Causal models for qualitative and mixed methods inference
Exercise 2: Bayes
1 Part 1: Queries (30 mins)
Return to the model that you created in Exercise 1. Now write down at least 3 queries that can be defined for this model and that might be of substantive interest.
You should write down each query in two ways:
In plain, but maximally precise, plain language.
Formally using
CausalQueries. See the queries handout for examples. Be sure to distinguish between controlled interventions (using[X=...]) and simple conditioning (using “given…”).
2 Part II: A causal chain (30 mins)
Imagine a causal chain: \(A\) causes \(B\) and \(B\) causes \(C\)
Say you knew for the \(A\), \(B\) relationship:
- there is a 50% chance that \(A\) causes \(B\) for a given unit.
- there is a 25% chance that \(B=0\) regardless of \(A\)
- there is a 25% chance that \(B=1\) regardless of \(A\)
Say you knew for the \(B\), \(C\) relationship:
- there is a 50% chance that \(B\) causes \(C\) for a given unit.
- there is a 25% chance that \(C=0\) regardless of \(B\)
- there is a 25% chance that \(C=1\) regardless of \(B\)
Now:
- What is the probability that \(A\) causes \(C\)?
- What is the probability that \(A\) causes \(C\) for a case in which \(A=1\) and \(C=1\), when \(B\) is not observed?
- What is the probability that \(A\) causes \(C\) for a case in which \(A=1\) and \(B=1\) and \(C=1\)?
- What is the probability that \(A\) causes \(C\) for a case in which \(A=1\) and \(B=0\) and \(C=1\)?
Summarize: when is \(B\) informative for the \(A \rightarrow C\) relationship.
3 Group discussion (30 mins)
4 Additional (if you have time!): Bayesian sequencing and posterior variance (30 mins)
Say you knew the probability of \(Y\) given \(X_1\) and \(X_2\):
| X_1 = 0 | X1 = 1 | |
|---|---|---|
| X_2 = 0 | .2 | .5 |
| X_2 = 1 | .8 | .9 |
In addition you know that \(X_1 = 1\) with probability 0.5, and \(X_2 = 1\) with probability 0.5, independently.
- Say you do not know \(X_1\) or \(X_2\).
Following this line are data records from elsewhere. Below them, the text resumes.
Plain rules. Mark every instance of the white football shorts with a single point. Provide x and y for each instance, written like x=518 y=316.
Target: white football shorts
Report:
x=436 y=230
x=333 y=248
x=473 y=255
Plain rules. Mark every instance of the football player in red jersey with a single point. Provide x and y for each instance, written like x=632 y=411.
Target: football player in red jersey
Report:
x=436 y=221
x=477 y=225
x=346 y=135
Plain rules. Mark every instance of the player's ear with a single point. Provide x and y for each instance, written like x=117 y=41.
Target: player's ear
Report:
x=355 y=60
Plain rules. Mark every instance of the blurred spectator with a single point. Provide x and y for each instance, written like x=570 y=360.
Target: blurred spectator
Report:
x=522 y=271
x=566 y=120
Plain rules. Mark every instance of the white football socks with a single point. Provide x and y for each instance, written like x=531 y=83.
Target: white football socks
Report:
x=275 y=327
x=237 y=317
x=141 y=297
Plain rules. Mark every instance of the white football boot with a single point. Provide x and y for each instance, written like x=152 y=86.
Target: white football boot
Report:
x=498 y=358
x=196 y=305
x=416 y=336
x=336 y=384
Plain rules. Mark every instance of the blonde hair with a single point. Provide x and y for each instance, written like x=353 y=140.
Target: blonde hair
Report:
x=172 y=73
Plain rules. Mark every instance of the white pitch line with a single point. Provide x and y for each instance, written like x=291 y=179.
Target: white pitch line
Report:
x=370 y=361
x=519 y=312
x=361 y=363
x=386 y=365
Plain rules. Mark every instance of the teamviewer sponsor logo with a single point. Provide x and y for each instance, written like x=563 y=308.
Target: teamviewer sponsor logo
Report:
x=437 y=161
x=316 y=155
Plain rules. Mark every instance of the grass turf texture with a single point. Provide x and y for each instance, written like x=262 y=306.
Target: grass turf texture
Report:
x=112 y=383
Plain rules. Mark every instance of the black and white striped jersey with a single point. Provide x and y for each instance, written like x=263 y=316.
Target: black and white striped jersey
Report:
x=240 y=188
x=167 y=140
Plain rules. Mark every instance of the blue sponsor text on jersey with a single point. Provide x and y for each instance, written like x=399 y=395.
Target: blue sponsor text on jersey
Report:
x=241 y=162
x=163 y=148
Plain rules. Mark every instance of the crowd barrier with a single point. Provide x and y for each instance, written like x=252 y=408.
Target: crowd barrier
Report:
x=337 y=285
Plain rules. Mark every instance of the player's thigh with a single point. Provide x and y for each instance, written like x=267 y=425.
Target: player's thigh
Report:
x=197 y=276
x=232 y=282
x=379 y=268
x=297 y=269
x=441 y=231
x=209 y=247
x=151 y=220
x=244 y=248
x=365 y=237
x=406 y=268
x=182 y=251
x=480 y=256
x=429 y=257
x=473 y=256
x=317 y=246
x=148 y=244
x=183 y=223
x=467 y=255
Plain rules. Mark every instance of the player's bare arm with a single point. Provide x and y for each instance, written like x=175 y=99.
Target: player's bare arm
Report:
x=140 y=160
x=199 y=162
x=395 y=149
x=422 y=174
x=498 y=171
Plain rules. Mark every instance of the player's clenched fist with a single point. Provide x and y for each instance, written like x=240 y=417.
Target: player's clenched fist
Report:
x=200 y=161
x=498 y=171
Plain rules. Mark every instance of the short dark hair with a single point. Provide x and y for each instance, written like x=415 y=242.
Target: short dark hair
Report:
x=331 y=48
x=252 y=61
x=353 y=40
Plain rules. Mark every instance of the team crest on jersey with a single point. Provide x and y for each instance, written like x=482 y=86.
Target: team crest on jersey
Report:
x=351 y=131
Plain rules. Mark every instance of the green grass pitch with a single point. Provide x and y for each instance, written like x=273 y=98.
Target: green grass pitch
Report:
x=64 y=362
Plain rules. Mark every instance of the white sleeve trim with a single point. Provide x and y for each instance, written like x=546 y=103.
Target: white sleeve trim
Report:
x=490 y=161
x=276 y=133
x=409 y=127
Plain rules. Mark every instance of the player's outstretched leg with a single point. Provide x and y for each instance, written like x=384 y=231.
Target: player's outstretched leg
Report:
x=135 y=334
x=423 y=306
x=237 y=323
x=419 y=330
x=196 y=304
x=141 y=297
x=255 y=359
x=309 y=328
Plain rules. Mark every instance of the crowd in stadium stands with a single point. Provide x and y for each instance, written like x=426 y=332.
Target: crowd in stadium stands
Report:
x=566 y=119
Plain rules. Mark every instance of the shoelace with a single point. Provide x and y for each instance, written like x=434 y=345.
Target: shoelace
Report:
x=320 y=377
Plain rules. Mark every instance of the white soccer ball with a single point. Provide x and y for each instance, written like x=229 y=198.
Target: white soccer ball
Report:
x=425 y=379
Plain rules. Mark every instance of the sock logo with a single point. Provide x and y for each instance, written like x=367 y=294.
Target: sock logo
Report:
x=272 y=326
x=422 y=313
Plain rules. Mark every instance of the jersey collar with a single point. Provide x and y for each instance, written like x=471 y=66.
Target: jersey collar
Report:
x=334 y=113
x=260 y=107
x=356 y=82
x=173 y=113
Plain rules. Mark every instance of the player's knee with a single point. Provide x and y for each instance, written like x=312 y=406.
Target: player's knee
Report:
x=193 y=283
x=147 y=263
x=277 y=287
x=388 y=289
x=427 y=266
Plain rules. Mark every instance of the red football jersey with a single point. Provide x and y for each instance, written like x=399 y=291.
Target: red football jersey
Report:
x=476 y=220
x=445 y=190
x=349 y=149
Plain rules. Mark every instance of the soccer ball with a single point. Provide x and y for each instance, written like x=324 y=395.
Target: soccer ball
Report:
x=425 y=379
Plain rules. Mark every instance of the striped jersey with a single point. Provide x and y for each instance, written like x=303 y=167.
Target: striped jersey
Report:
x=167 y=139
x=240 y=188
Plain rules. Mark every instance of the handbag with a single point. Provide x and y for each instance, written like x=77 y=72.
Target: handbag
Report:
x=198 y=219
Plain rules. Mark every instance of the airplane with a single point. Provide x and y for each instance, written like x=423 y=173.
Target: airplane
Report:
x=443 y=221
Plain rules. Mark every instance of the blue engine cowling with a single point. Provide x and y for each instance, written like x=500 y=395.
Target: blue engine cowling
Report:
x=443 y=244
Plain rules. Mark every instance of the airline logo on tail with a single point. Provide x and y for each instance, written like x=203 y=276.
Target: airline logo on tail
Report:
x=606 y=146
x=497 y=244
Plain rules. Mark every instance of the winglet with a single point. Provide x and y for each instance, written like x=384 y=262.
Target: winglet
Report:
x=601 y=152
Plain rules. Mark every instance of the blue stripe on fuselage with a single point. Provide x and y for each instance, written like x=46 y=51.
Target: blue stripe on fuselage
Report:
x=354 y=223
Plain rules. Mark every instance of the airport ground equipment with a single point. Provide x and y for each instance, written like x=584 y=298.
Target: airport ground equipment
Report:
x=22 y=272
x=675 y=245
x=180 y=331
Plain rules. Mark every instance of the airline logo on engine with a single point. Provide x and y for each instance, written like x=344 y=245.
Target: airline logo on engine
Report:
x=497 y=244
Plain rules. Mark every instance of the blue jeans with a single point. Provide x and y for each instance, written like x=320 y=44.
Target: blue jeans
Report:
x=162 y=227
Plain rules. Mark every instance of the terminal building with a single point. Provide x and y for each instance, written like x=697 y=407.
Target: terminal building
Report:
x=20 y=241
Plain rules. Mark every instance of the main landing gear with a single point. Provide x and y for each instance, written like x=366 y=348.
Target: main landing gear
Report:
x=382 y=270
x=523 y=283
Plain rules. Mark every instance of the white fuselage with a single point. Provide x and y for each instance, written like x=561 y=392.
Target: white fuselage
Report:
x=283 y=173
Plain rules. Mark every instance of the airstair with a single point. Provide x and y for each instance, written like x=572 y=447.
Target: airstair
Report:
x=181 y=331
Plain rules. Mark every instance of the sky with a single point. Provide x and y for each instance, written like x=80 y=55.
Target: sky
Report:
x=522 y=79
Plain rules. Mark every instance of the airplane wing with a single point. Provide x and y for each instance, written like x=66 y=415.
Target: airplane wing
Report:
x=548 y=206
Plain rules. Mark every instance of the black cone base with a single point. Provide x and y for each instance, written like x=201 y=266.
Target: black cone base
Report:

What is your prior that \(Y = 1\)?
- How uncertain are you? (You can use variance as a measure, where the variance in beliefs about a bernoulli event that arises with probability \(p\) is just \(p(1-p)\))
- Say you now learn \(X_1 = 0\): what is your posterior belief now?
- What is your uncertainty now? (Again use variance, but now you should look at the posterior variance). Has it gone up or down with the additional information?
- Say in addition you now learn \(X_2 = 1\): what now is your posterior? What now is your uncertainty?
- Ex ante you cannot tell what you would observe if you looked for \(X_1\) or \(X_2\). Thinking through all the patterns you might see, what is the expected estimate you would get if you just looked for \(X_1\) or just looked for \(X_2\)? What is the expected posterior variance? If you had to choose just one of \(X_1\) or \(X_2\) to look for, which would be more informative?
Bonus: Think through how things might change if X1 and X2 were not independent?